Rooter, in the meantime, bent over backward until it seemed certain he would fall. Then he
flipped off with his hands, did a somersault in the air, and landed on his legs, hopping a few
times but not stumbling.
"So now you're an acrobat," said Pipo.
Rooter swaggered over to him. It was his way of imitating humans. It was all the more effective
as ridicule because his flattened upturned snout looked decidedly porcine. No wonder that
offworlders called them "piggies." The first visitors to this world had started calling them that
in their first reports back in '86, and by the time Lusitania Colony was founded in 1925, the name
was indelible. The xenologers scattered among the Hundred Worlds wrote of them as "Lusitanian
Aborigines," though Pipo knew perfectly well that this was merely a matter of professional dignity-
- except in scholarly papers, xenologers no doubt called them piggies, too. As for Pipo, he called
them pequeninos, and they seemed not to object, for now they called themselves "Little Ones."
Still, dignity or not, there was no denying it. At moments like this, Rooter looked like a hog on
its hind legs.
"Acrobat," Rooter said, trying out the new word. "What I did? You have a word for people who do
that? So there are people who do that as their work?"
Pipo sighed silently, even as he froze his smile in place. The law strictly forbade him to share
information about human society, lest it contaminate piggy culture. Yet Rooter played a constant
game of squeezing the last drop of implication out of everything Pipo said. This time, though,
Pipo had no one to blame but himself, letting out a silly remark that opened unnecessary windows
onto human life. Now and then he got so comfortable among the pequeninos that he spoke naturally.
Always a danger. I'm not good at this constant game of taking information while trying to give
nothing in return. Libo, my close-mouthed son, already he's better at discretion than I am, and
he's only been apprenticed to me-- how long since he turned thirteen? --four months.
"I wish I had pads on my legs like yours," said Pipo. "The bark on that tree would rip my skin
to shreds."
"That would cause us all to be ashamed. " Rooter held still in the expectant posture that Pipo
thought of as their way of showing mild anxiety, or perhaps a nonverbal warning to other
pequeninos to be cautious.

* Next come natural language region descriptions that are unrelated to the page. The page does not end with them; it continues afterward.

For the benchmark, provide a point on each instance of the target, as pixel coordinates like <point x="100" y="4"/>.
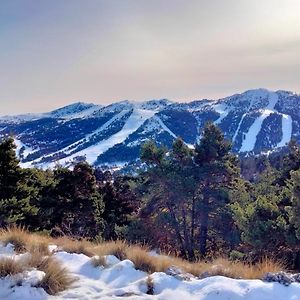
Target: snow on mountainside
<point x="255" y="121"/>
<point x="122" y="280"/>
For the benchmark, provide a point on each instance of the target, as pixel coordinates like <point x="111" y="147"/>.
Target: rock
<point x="179" y="274"/>
<point x="280" y="277"/>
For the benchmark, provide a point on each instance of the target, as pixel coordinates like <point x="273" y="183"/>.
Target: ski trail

It might also have been a sign of extreme fear, but as far as Pipo knew
he had never seen a pequenino feel extreme fear.
In any event, Pipo spoke quickly to calm him. "Don't worry, I'm too old and soft to climb trees
like that. I'll leave it to you younglings."
And it worked; Rooter's body at once became mobile again. "I like to climb trees. I can see
everything." Rooter squatted in front of Pipo and leaned his face in close. "Will you bring the
beast that runs over the grass without touching the ground? The others don't believe me when I say
I saw such a thing."
Another trap. What, Pipo, xenologer, will you humiliate this individual of the community you're
studying? Or will you adhere to the rigid law set up by Starways Congress to govern this
encounter? There were few precedents. The only other intelligent aliens that humankind had
encountered were the buggers, three thousand years ago, and at the end of it the buggers were all
dead. This time Starways Congress was making sure that if humanity erred, their errors would be in
the opposite direction. Minimal information, minimal contact.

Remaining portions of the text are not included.